The first time that I saw them was actually the first time I had been to a real rock concert. I couldn't have picked a better one. The concert was on December 2nd, 1985 in Raleigh, North Carolina at the Civic Center. The civic center's concert hall isn't very big and doesn't sound that great, but I was happy to have been able to see them in a smaller venue because the band became very popular the next year and moved on to bigger locales.
The opening band was The Minutemen and it was one of their last shows (The guitarist D. Boon died in January '86). I had heard about The Minutemen, but had never heard their music before. I remember being totally blown away by them. They were great! George Hurley, the drummer, had these long bangs that he was just thrashing up and down during every song. I loved D. Boon's style on guitar because one minute he'd be thrashing away and the next he'd be plucking a country tune. He really influenced me as a guitarist. His style just said,"Anything goes..." I remember Mike Watt looked like Castro at that point. He had on this khaki jumpsuit and had a Castro-like beard. His bass playing has awesome. I was really impressed when, after he broke a string, he told a story while re-stringing the bass himself. It really kept the spontanaeity of the concert going and they were back to playing in no time.

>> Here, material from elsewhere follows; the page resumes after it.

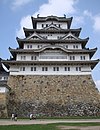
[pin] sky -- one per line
(16, 14)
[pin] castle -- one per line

After the Minutemen finished their blistering set, the lights dimmed. The low, rumbling sound of a train engine passing and a loud report of it's horn was piped through the PA. It sounded like it was going through the building. Four silhouettes got up on the stage. The opening strains of "Feeling Gravity's Pull" started up, the lights came on, and the show was under way. Michael Stipe came out singing from behind the drum riser in a gray trenchcoat and what looked like a tricorn hat. He dragged the mike stand as he trudged around the stage during the opening number. The rest of the set was just one great song after another. I was impressed at how really "loose" the band was. Peter Buck was jumping and kicking his leg out to one side. Mike Mills, not as geeky in concert as I had imagined him to be from just the photographs, was rocking and nailing the back-up vocals. Bill Berry was Mr. Cool on the drums. I remember someone bombing the stage with toilet paper at one point and Michael threw it back saying, "Let's keep the ass-wipe in the audience..." I actually met the toilet-paper thrower years later. He said he had only come to see The Minutemen. There was one point where Michael did some rambling story he had taped onto a music stand about "Green Eggs and Ham". It led into a song, but I can't remember which one. Overall, it was one of the best shows I had ever seen. Although I hear now that that time was a very difficult one for the band (they almost broke up). They sure as hell fooled me. All I saw was a great band playing great songs with a lot of youthful energy and, to me, it looked like they were having a great time doing it. I was an arm's length away from one of the world's greaest bands. I'll never forget that show. I wish I could see them in a small place like that again.